Violation of Probation for High Risk Sex Offenders

Sections 903.0351 and 948.06, Florida Statutes, and Florida Rule of Criminal Procedure 3.790, require courts in Florida to identify high-risk sex offenders who are charged with violating the terms of their felony probation or community control.

Florida law requires that certain persons who have been arrested be detained without bail, pending a determination by a court as to whether that person poses a “danger to the public.” Those provisions of Florida law include the Jessica Lunsford Act and the Anti-Murder Act.

After an arrest on a violation of probation warrant, Section 948.061(2) requires that local, state, and national criminal histories will be provided to the Court at first appearances for any person designated as a high?risk sex offender.

During the first appearance hearing, the court officials make sure that the court knows that the person is designated as a high risk sex offender under the requirements of the Jessica Lunsford Act (“JLA”) or the Anti-Murder Act (“AMA”).

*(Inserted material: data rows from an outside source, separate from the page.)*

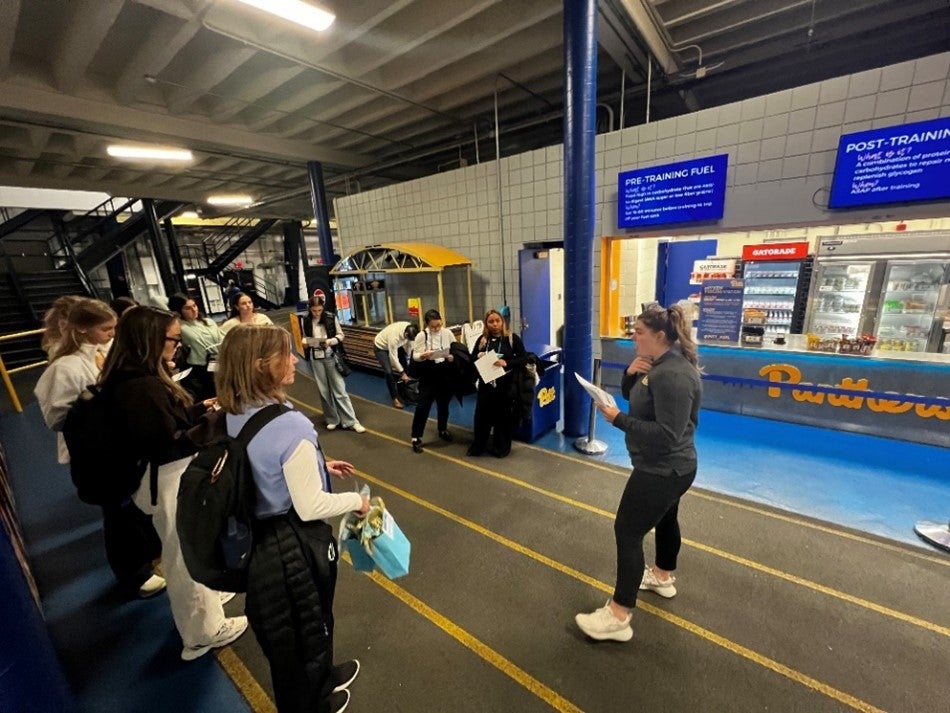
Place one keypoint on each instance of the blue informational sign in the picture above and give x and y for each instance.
(720, 311)
(682, 192)
(897, 164)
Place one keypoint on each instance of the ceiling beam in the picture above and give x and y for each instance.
(10, 12)
(79, 114)
(88, 23)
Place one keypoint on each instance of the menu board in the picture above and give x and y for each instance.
(896, 164)
(720, 310)
(681, 192)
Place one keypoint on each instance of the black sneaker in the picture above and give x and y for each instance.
(344, 674)
(338, 701)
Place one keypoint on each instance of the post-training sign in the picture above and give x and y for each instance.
(682, 192)
(896, 164)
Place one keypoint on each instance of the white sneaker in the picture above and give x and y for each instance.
(651, 583)
(230, 630)
(152, 586)
(602, 625)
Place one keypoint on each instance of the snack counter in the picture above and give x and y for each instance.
(902, 395)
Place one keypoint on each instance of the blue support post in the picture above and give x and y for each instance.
(580, 102)
(318, 194)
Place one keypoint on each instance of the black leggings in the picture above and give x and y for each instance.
(648, 501)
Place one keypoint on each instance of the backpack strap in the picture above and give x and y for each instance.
(259, 420)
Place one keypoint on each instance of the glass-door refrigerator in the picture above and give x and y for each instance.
(839, 304)
(776, 281)
(912, 304)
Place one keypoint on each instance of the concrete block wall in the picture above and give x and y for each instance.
(781, 156)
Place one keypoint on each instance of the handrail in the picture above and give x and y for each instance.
(5, 373)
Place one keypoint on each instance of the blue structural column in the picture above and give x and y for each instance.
(318, 194)
(580, 101)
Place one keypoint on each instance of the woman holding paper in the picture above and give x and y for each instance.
(293, 568)
(663, 387)
(496, 406)
(432, 364)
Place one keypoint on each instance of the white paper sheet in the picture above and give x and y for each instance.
(487, 370)
(601, 397)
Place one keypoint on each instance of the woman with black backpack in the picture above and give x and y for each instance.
(156, 415)
(292, 573)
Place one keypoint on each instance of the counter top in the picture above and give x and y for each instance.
(795, 344)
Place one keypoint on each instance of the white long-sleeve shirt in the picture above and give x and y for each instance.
(391, 339)
(62, 383)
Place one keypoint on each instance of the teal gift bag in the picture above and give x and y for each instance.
(390, 549)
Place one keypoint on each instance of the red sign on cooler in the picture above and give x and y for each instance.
(775, 251)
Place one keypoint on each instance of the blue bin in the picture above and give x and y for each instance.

Attorney for Sex Offender Violation of Probation Cases in Tampa, FL

If you are on probation for a sexually motivated offense and your probation officer has alleged that you violated probation, then seek out the services of an experienced criminal defense attorney to represent you. The attorneys at the Sammis Law Firm in Tampa, FL, fight violation of probation cases, including serious cases that fall under the Jessica Lunsford Act or the Anti-Murder Act.

We represent clients on felony VOP cases in Hillsborough County, Pinellas County, Pasco County, Hernando County, and Polk County, FL.

Call (813) 250-0500 today to discuss your case.

The Application of the Jessica Lunsford Act in Florida

These rules under the Jessica Lunsford Act (“JLA”) apply to anyone before the court for a violation of probation or community control for the following offense:

  • Under supervision for any criminal offense proscribed in chapter 794, Florida Statutes (Sexual Battery, including Attempts & Solicitations);
  • Under supervision for any criminal offense proscribed in chapter 800, Florida Statutes, under the following subsections:
    • 800.04(6) (Lewd or Lascivious Conduct) (victim is less than 16 years of age);
    • 800.04(5) (Lewd or Lascivious Molestation) (victim is less than 16 years of age);
    • 800.04(4) (Lewd or Lascivious Battery) (victim is between 12 years of age and 16 years of age);
    • 847.0145 (Selling or Buying of Minors) (victim is less than 18 years of age); and
    • 827.071 (Sexual Performance by Child) (victim is less than 18 years of age).

Before a JLA defendant may be released from custody, with or without bail, at first appearance or at a bond motion hearing, the Court must first conduct a hearing and make a determination, supported by written findings, that the defendant is not a danger to the public.

Danger to the Public Hearings under Section 948.06(4)

At the hearing, the defendant shall have the right to be heard in person or through counsel, to present witnesses and evidence, and to cross-examine witnesses. In determining the danger posed by the defendant’s release, the court may consider:

  • the weight of the evidence against the defendant;
  • the likelihood that the defendant will engage again in a criminal course of conduct;
  • the defendant’s history and conduct during the probation and community control supervision from which the violation arises;
  • any other previous supervisions, including disciplinary records of previous incarcerations;
  • the defendant’s family ties, length of residence in the community, employment history, and mental condition;
  • any other evidence of allegations of unlawful sexual conduct or the use of violence by the defendant;
  • any record of arrests without conviction for crimes involving violence or sexual crimes;
  • the nature and circumstances of the violation and any new law offenses charged; and
  • the defendant’s past and present conduct, including convictions of crimes.

The first appearance judge shall order that every JLA defendant be held without bail pending a properly noticed “danger to the public” hearing as required by section 948.06(4), Florida Statutes (2008). This “danger to the public” hearing shall be scheduled if and when defense counsel files a motion to set bail or other appropriate motion.

In its discretion, the Court may conduct a “danger to the public” hearing at first appearance (but only by stipulation of both the State and the defense). Such hearings at first appearance are extremely rare because “danger to the public” hearings require research and preparation by the State and the defense.

This article was last updated on Friday, December 8, 2017.